Imię bohaterki opowieści zostało zmienione. Imiona panów nie.

O autorze:


    Tadeusz Stojek. artysta, dziennikarz, pedagog, animator kultury i współtwórca Fabryki Kultury, który pracował w Lubinie z młodzieżą i organizował imprezy kulturalne. Zmarł w wieku 52 lat. Dzięki Tadeuszowi Stojkowi w mieście rozpoczęło działalność Stowarzyszenie Na Rzecz Inicjatyw Kulturotwórczych i Wychowania przez Sztukę „Zejdź z ulicy”. Znalazł młodych ludzi zafascynowanych teatrem i uczył ich sztuki aktorskiej. Na tej bazie powstał Teatr Świerszcz oraz Kabaret Szemrany. Sztuka wyszła na ulicę i od czasu do czasu w Lubinie można było spotkać mimów i obejrzeć happening, zorganizowany przez grupę podopiecznych Tadeusza Stojka. Regularnie pokazywane były programy Kabaretu Szemranego.   Siłą napędową obu inicjatyw był Tadeusz Stojek, którego już nie ma.

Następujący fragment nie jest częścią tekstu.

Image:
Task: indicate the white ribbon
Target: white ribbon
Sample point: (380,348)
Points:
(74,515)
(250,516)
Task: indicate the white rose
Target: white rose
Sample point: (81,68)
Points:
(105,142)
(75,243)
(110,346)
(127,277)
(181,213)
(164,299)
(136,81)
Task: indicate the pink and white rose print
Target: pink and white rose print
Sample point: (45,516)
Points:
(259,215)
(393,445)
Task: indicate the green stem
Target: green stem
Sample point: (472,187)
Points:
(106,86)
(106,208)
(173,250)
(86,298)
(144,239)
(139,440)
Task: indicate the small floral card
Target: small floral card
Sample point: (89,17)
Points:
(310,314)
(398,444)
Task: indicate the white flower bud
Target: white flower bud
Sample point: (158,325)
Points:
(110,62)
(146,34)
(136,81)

(…)Wiele osób wiązało uzasadnione nadzieje, że Tadeusz Stojek, jako Ojciec Duchowy lubińskiej kultury niezależnej poprowadzi w inny wymiar miejscowych artystów, twórców, organizatorów kultury i ich sojuszników…Niestety, wielki żal ogarnął tych, co pragnęli czynnie uczestniczyć w tej wędrówce…

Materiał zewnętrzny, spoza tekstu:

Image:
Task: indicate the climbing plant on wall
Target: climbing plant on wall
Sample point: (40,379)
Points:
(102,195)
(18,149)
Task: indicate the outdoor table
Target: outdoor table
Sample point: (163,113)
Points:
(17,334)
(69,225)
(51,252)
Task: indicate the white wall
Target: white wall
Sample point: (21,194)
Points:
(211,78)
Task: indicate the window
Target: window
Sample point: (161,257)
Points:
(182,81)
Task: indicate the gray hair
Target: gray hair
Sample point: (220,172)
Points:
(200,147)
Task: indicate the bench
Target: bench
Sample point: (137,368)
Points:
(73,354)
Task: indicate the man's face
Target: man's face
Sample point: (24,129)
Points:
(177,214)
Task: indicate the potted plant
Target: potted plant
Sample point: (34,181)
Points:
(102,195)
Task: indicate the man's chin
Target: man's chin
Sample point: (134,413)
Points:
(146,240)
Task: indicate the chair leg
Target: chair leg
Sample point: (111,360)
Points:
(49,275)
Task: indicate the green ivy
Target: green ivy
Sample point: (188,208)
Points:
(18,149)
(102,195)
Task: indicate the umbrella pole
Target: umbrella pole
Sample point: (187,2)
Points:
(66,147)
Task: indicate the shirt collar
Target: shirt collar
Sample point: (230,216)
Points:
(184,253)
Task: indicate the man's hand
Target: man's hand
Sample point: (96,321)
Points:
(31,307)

Tadeusz udowodnił, że nawet w skrajnie trudnych warunkach zewnętrznych można realizować wielkie projekty i porywać za sobą nie tylko młodzież. Jego projekt społeczno-kulturalny Fabryki zawierający m.in. koncepcję odrodzenia Teatru Świerszcz przyczyniał się do budowania kapitału społecznego w Lubinie oraz stwarzał możliwości realnego integrowania lokalnego środowiska kultury.(…) Andrzej Ossowski (2011r.)